これは、声を張り上げても近くにいる人にしか届かず、少し離れただけで会話がまったく途切れてしまうようなイメージです。

「さっきまで密にやりとりしていたのに!」と驚くほど、わずかな距離の差で、もつれという“会話”がプツリと途切れてしまう現象を、研究者たちは「突然死(サドンデス)」と呼んでいます。

また、温度が上がるほど、このもつれが消える距離がより短くなる傾向も見られました。

2つ目は、遠くまでゆるやかにつながる「フェルミオン模型」です。

電子などの「フェルミオン」が相互作用する系では、イジング模型とは対照的に、距離が離れていくにつれ“ゆるやかに”もつれが減っていくことがわかりました。

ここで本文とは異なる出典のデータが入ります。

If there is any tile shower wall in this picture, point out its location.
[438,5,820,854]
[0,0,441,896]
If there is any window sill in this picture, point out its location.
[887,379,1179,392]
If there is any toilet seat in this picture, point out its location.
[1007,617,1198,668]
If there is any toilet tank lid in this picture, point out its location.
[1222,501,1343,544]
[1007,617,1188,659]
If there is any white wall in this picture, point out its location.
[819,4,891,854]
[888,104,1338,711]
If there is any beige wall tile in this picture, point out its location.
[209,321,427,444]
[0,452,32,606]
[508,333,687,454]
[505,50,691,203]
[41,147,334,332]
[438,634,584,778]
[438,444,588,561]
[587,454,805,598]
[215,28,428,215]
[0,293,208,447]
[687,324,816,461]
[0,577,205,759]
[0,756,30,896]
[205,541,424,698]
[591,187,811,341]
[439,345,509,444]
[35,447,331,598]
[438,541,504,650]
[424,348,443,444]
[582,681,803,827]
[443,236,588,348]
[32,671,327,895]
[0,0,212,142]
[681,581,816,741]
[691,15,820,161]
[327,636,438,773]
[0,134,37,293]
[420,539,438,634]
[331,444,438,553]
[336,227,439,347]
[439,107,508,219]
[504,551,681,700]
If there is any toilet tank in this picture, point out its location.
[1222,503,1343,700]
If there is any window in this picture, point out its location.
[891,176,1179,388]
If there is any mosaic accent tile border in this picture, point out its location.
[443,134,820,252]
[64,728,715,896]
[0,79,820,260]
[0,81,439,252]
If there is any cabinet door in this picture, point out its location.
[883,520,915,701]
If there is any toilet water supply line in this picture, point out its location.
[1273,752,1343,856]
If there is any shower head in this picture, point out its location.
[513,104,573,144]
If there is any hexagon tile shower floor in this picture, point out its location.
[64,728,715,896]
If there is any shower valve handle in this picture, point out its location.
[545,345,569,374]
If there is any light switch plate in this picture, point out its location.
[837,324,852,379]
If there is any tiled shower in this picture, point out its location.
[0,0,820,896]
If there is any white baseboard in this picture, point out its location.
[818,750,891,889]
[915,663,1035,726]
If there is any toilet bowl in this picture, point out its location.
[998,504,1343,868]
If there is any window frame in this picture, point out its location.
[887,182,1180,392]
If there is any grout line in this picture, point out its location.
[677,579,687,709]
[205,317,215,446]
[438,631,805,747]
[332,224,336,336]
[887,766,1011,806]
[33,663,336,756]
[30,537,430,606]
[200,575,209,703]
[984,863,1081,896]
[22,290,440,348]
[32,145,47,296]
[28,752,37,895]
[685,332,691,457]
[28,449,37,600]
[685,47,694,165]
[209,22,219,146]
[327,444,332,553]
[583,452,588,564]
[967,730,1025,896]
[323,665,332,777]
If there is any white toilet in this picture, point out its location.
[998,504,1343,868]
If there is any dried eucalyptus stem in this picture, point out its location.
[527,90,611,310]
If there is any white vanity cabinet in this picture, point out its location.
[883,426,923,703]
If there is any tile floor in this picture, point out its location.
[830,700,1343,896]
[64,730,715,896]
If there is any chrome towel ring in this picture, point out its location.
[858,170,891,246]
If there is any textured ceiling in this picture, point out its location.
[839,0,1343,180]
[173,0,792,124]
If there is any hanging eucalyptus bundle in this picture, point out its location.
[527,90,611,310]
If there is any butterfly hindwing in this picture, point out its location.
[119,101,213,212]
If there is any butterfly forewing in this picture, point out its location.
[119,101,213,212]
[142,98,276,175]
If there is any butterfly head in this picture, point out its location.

たとえるなら、舞台袖にいる音楽バンドが一斉にセッションをはじめると、ステージが広くても何とか演奏のリズムを保っているような感じです。

距離が大きいほど合わせるのは難しくなるものの、完全には途切れずに“なんとか同期”しているわけです。

さらにこのフェルミオン模型では、高温になってもイジング模型ほど急激に“もつれがゼロになる”現象は起きず、温度や相互作用の条件次第で比較的長くもつれを保つ様子が確認されました。

これはフェルミオン特有の性質(パリティ制限など)と深く関係していると考えられています。

これらの結果から、異なる種類の量子系では、もつれの広がり方や消失の仕方に大きな違いがあることが示されました。

「一部の粒子同士しかもつれていない」短距離集中型のパターンか、「離れた位置でもなんとかもつれが残る」長距離持続型のパターンかという区別は、量子物質の本質を解き明かすうえで非常に重要です。

粒子自体の種類だけでなく、粒子間のもつれパターンの違いを理解すれば、量子コンピューターや量子ネットワークの設計をより効果的に行う指針が得られます。